Quando il password manager sincronizza tra dispositivi, entra in gioco un ulteriore pezzo: la sincronizzazione (cloud o locale) deve preservare la cifratura, idealmente mantenendo un modello end-to-end. 

Infine, anche i fornitori che enfatizzano il modello zero-knowledge lo legano alla derivazione della chiave dalla master password e alla decrittazione locale.

Cosa cambia con passkey e autenticazione a più fattori: il password manager serve ancora?

Nel 2026, parlare di credenziali significa parlare anche di passkey e autenticazione a più fattori (MFA). Le passkey, come Google Passkey, sono credenziali basate su crittografia a chiave pubblica, progettate per sostituire progressivamente password e flussi “password + codice” con un’esperienza più semplice e, in molti casi, più resistente al phishing. La passkey è come una credenziale FIDO legata all’account di un sito/app e approvata dall’utente con lo stesso gesto con cui sblocca il dispositivo (biometria o PIN), senza dover inserire username/password o fattori aggiuntivi nel flusso tipico. 

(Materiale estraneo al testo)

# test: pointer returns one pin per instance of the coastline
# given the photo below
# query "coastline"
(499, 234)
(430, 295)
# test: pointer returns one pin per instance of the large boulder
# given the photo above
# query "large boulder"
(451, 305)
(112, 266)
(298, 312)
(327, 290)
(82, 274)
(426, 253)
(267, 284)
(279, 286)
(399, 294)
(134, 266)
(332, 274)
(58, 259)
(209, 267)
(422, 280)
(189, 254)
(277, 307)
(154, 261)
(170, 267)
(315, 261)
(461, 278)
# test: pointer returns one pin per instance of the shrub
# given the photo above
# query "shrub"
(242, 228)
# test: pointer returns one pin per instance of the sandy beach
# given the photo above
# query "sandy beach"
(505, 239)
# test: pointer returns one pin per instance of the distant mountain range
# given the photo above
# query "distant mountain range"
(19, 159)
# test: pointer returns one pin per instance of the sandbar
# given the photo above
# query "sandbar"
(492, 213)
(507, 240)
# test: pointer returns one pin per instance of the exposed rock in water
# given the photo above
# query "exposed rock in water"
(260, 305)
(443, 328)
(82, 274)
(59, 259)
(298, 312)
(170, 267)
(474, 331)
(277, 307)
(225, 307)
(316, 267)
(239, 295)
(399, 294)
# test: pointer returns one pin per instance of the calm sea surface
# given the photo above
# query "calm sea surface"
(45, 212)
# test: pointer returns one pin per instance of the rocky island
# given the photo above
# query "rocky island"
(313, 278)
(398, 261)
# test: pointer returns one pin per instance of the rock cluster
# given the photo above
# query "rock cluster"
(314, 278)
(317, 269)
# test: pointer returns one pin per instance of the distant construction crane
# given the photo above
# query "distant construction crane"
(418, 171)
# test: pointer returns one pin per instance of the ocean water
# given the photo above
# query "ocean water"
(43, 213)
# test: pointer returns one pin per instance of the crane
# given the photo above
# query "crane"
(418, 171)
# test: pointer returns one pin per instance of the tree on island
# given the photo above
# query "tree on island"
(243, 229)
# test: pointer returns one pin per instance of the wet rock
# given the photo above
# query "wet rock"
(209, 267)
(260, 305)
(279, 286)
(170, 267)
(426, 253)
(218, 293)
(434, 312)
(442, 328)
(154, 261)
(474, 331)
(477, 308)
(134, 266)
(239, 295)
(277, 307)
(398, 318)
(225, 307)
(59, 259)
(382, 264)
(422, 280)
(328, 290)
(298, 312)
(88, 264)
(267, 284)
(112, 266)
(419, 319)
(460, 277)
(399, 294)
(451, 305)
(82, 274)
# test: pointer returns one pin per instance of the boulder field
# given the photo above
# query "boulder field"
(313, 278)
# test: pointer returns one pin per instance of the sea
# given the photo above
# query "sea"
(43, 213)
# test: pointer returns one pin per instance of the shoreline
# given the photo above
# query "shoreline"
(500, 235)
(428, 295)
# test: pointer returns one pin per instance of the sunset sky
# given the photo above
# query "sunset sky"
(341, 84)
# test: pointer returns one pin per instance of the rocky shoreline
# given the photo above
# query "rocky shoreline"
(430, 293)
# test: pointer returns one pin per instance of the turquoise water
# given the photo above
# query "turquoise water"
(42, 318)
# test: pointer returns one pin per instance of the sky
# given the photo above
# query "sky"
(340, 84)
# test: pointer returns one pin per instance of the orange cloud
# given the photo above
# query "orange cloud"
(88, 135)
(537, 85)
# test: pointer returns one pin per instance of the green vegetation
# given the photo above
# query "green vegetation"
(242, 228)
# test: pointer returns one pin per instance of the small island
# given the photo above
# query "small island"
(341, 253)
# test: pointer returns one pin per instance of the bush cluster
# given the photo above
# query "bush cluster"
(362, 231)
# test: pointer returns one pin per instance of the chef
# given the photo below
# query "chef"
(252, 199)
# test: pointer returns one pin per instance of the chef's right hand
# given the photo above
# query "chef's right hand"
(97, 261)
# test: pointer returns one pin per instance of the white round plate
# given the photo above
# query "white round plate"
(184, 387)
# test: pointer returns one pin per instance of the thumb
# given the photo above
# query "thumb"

Dal punto di vista degli standard web, World Wide Web Consortium (W3C) descrive in WebAuthn un modello in cui le public key credentials sono create e memorizzate da un autenticatore e risultano “scoped” a uno specifico relying party/origine, riducendo la possibilità che una credenziale venga usata su domini diversi da quello corretto.  Questa proprietà è uno dei motivi per cui le passkey vengono spesso presentate come una risposta strutturale al phishing.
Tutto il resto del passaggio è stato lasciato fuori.